Workshops are regularly held during the semester to help you get started with the DCC. View the schedule and enroll. * PDF slides * DCC tutorial exercises

  • Additional Resources
  • The Duke Compute Cluster (DCC) Overview

    • Formerly known as the “DSCR” (Duke Shared Cluster Resource)
    • 628 compute nodes with 15667 CPU cores (as of April 2019)
    • Most nodes are purchased by labs and depts
    • Some are provided by the University
    • 1500 TB of primary storage (Isilon X-series)
    • CentOS 8 Linux
    • Uses the Slurm job queueing system

    NEW See: Overview of cluster storage and Update Paths to Use New DCC Storage Options

    Getting Started

    From on-campus (University or DUHS networks):

    ssh NetID@dcc-login.oit.duke.edu

    From off campus, first , use the Duke VPN
    To move files to (or from) the DCC use scp or rsync for Linux or Mac workstations, Use winscp for Windows

    Copying a file to the DCC (“push”) % scp data001.txt netid@dcc-login.oit.duke.edu:.

    Copying a file from the DCC (“pull”): % scp netid@dcc-login.oit.duke.edu:output.txt .

    Use either scp -r (small files) or rsync –av (large files)

    Pushing a directory:

    rsync –av dir1/ netid@dcc-login-02.oit.duke.edu:. scp -r dir1/ netid@dcc-login-02.oit.duke.edu:.

    Pulling a directory:

    rsync –av netid@dcc-login.oit.duke.edu:~/dir1 . scp -r netid@dcc-login.oit.duke.edu:~/dir1 .

    DCC Software

    Run module avail to see the list of installed applications

    Run module load (module name) to use the application

    You can add the module load command to your job scripts, or to the end of the .bash_profile file in your home directory.

    Applications can be installed on request: Send an email to rescomputing@duke.edu

    Introduction to SLURM

    Most DCC partitions are lab-owned machines. These can only be used by members of the group. Submitting to a group partition gives “high-priority”.

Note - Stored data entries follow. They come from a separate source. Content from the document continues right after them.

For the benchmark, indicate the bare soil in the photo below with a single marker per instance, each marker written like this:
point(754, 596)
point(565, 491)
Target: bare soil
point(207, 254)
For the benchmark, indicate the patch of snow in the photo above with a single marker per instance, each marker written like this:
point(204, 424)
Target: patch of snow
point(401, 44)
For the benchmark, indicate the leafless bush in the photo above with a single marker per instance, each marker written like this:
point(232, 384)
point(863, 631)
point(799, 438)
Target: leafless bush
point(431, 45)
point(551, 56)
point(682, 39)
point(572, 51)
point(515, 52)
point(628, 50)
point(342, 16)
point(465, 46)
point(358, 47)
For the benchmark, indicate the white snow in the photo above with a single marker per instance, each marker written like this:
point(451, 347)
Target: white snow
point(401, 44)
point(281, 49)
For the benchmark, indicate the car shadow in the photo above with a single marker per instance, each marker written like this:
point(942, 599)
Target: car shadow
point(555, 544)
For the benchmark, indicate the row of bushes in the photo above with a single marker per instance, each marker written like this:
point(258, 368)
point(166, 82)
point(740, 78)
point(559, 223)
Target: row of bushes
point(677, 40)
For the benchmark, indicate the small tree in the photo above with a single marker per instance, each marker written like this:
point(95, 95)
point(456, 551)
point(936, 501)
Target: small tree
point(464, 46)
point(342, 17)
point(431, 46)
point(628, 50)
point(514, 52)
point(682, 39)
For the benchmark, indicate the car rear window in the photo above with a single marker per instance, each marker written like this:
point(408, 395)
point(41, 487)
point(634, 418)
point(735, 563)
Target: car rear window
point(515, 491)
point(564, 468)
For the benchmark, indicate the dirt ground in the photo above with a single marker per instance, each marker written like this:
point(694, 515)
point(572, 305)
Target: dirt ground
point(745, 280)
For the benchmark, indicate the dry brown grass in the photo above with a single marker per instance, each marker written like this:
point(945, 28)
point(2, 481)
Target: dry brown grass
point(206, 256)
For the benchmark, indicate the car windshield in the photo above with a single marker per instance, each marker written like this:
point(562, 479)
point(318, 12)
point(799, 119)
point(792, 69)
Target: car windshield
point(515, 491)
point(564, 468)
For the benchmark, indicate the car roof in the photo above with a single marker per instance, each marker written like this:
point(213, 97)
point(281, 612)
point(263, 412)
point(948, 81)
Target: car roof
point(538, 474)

    Submit to partitions with

    #SBATCH –p (partition name) --account=(account name)

    (in a job script) or

    srun –p (partition name) --account=(account name) --pty bash –i

    (interactively) In general, the partition name and account name will be the same for most lab-owned machines.

    Common DCC Partitions

    There are four different DCC partitions to which batch jobs and interactive sessions can be directed by all DCC users:

    • common for jobs that will run on the DCC core nodes (up to 64 GB RAM).
    • gpu-common for jobs that will run on DCC GPU nodes.

    • scavenger for jobs that will run on lab-owned nodes in “low priority” (kill and requeue preemption).

    • scavenger-gpu for GPU jobs that will run on lab-owned nodes in “low priority” (kill and requeue preemption).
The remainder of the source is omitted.